Creating Electric Power From Light Using Gold Nanoparticles 77
cyberfringe writes "Professor of Materials Science Dawn Bonnell and colleagues at the University of Pennsylvania have discovered a way to turn optical radiation into electrical current that could lead to self-powering molecular circuits and efficient data storage. They create surface plasmons that ride the surface of gold nanoparticles on a glass substrate. Surface plasmons were found to increase the efficiency of current production by a factor of four to 20, and with many independent parameters to optimize, enhancement factors could reach into the thousands. 'If the efficiency of the system could be scaled up without any additional, unforeseen limitations, we could conceivably manufacture a 1A, 1V sample the diameter of a human hair and an inch long,' Prof. Bonnell explained. The academic paper was published in the current issue of ACS Nano. (Abstract available for free.) The significance? This may allow the creation of nano-sized circuits that can power themselves through sunlight (or another directed light source). Delivery of power to nanodevices is one of the big challenges in the field."

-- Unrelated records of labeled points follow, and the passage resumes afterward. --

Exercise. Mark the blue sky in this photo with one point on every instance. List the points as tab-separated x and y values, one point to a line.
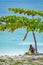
18	35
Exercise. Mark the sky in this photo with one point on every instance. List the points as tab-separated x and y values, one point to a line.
18	35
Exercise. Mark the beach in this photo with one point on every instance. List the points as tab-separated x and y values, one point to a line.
22	60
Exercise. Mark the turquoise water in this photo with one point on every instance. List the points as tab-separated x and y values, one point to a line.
12	44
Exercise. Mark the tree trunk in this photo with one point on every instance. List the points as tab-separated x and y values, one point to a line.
35	41
25	35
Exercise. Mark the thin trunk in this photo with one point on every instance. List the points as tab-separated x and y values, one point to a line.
25	36
35	41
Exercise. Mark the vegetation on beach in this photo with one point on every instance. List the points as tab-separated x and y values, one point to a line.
31	24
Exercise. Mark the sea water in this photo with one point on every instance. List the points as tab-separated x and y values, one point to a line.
11	43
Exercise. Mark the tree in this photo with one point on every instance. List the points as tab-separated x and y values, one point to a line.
14	22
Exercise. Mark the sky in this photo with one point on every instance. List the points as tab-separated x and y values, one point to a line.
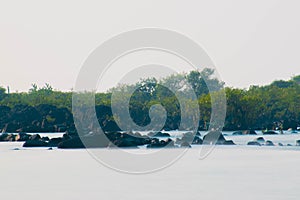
251	42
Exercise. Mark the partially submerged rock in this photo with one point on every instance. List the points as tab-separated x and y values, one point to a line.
216	137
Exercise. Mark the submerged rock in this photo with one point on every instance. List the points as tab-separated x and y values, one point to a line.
185	144
249	132
260	139
94	141
269	143
270	133
35	143
237	133
216	137
254	143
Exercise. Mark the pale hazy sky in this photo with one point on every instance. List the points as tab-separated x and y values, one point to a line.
251	42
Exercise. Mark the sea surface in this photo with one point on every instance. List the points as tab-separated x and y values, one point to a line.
229	172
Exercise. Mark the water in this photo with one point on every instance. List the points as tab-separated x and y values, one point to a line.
229	172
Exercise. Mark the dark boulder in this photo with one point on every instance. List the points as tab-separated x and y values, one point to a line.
269	143
185	145
197	140
237	133
214	137
249	132
228	142
158	134
254	143
54	142
5	137
94	141
22	137
35	137
130	140
260	139
35	143
161	134
270	133
155	143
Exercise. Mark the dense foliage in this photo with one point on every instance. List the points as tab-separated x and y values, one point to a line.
259	107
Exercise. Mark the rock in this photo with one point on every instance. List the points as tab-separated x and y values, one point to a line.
213	137
260	139
5	137
237	133
254	143
35	137
185	144
155	143
228	142
35	143
95	141
269	143
128	140
54	142
161	134
270	133
197	140
249	132
22	137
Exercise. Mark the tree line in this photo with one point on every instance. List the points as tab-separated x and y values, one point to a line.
271	106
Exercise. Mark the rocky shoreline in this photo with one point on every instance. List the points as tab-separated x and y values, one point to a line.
134	140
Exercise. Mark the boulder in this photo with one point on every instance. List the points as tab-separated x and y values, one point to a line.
5	137
254	143
54	142
269	143
237	133
35	143
270	133
249	132
22	137
185	144
94	141
128	140
260	140
159	134
214	137
197	140
228	142
35	137
155	143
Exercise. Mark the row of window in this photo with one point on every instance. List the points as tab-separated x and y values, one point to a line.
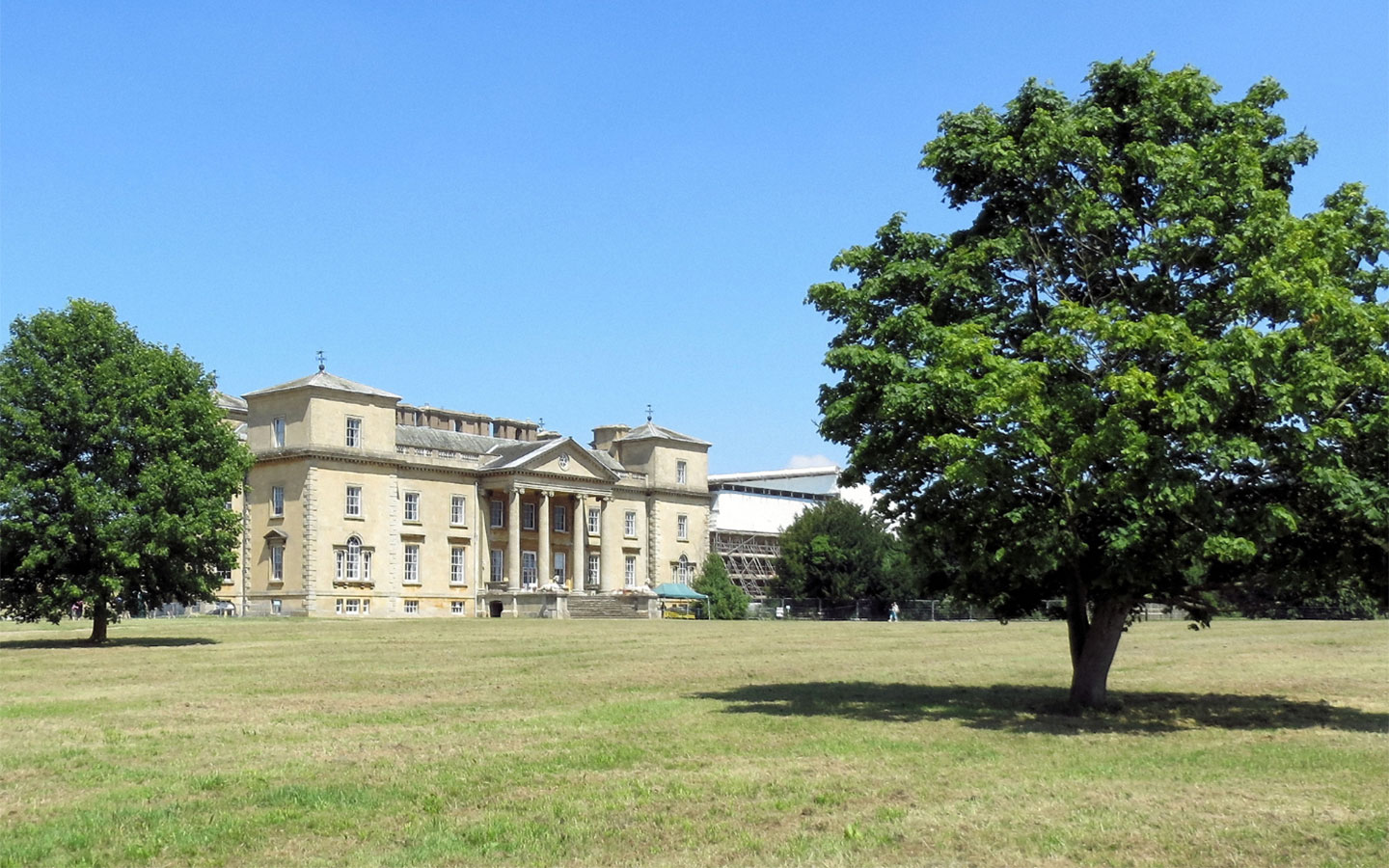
530	568
352	562
352	439
456	608
458	511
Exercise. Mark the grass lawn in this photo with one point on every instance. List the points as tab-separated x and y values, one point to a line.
277	742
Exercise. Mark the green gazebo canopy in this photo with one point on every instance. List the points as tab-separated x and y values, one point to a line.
672	590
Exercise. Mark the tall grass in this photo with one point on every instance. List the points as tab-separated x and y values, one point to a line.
268	742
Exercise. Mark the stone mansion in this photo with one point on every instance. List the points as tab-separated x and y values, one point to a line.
363	505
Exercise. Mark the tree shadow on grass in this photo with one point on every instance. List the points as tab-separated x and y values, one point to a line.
1035	709
120	642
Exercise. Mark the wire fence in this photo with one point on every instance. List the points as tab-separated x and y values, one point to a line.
1051	610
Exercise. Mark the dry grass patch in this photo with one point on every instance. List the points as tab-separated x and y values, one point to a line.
265	742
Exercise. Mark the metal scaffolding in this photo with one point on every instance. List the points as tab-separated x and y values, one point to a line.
750	558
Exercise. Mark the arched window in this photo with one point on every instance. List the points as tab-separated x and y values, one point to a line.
353	557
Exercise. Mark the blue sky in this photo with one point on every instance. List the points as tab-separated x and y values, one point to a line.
558	211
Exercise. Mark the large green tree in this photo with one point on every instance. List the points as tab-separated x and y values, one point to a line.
1135	375
838	552
116	470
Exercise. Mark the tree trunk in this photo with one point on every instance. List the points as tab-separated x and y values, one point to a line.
98	619
1091	666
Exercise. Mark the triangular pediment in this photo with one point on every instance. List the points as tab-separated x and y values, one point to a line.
560	457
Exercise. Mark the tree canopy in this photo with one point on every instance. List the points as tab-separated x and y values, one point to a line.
116	471
726	602
836	552
1135	376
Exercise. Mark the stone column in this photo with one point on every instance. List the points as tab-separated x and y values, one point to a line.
578	573
513	567
543	570
480	545
610	553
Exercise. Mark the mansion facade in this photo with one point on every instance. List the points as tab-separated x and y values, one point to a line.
363	505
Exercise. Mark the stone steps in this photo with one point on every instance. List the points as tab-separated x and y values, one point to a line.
609	608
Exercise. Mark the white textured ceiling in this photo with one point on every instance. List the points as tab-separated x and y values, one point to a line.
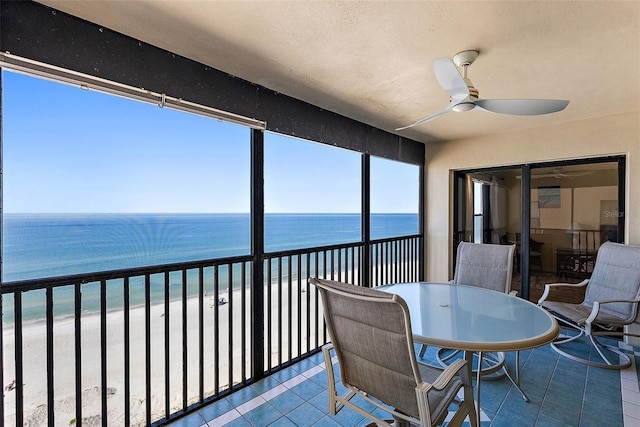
372	60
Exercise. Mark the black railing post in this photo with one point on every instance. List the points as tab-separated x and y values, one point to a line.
525	201
365	268
257	250
421	209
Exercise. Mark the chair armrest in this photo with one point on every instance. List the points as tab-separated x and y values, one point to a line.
547	288
596	307
447	375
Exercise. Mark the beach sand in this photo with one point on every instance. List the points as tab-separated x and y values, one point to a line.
34	357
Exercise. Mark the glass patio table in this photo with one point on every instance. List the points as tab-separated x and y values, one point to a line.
474	319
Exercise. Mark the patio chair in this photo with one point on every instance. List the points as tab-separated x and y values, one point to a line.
371	335
610	303
488	266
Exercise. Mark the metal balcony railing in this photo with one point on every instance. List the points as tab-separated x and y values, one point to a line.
143	346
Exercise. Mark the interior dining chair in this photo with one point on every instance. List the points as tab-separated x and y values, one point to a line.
371	336
610	303
488	266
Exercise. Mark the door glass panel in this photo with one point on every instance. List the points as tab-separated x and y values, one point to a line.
573	211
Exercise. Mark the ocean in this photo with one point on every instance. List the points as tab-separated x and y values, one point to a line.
51	245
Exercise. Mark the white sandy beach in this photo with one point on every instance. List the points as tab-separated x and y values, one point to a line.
34	359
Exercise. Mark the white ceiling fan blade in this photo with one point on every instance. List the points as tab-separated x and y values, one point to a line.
522	107
450	79
426	119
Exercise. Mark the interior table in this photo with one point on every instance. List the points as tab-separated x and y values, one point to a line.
474	319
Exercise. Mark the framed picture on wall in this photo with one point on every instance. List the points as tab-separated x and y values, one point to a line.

"Self-powering" (Score:2, Insightful)
If they're powered by light then they aren't really "self-powered", are they?
Re:"Self-powering" (Score:4, Insightful)
Although it is misleading, I think they meant that the actual structure of the circuit (the leads that run between devices) could actually generate the power, as opposed to having a PV cell somewhere to generate it and then carry it to the load through conventional means. The thought that you can get a watt (1A @ 1V) from a one inch piece of this stuff is really stunning. Considering how many useful things can run on a watt or less, it seems like an absolutely trivial physical package for providing power, the comparable PV cell would be a thousand times larger/heavier, if not more.
Re:"Self-powering" (Score:4, Insightful)
They have their own on-board power generation. Ergo, self-powered.
Any other definition means that nothing was self-powered except possibly and extremely hypothetically the Big Bang.
Re:"Self-powering" (Score:3, Insightful)
Re:WOW! (Score:3, Insightful)
One watt from an inch-long and hair-thin area? How freaking intense would that light source have to be? Pretty hard to believe.
Twice as bright as the sun with 100% energy-conversion efficiency, as the solar constant is roughly half a watt per square inch.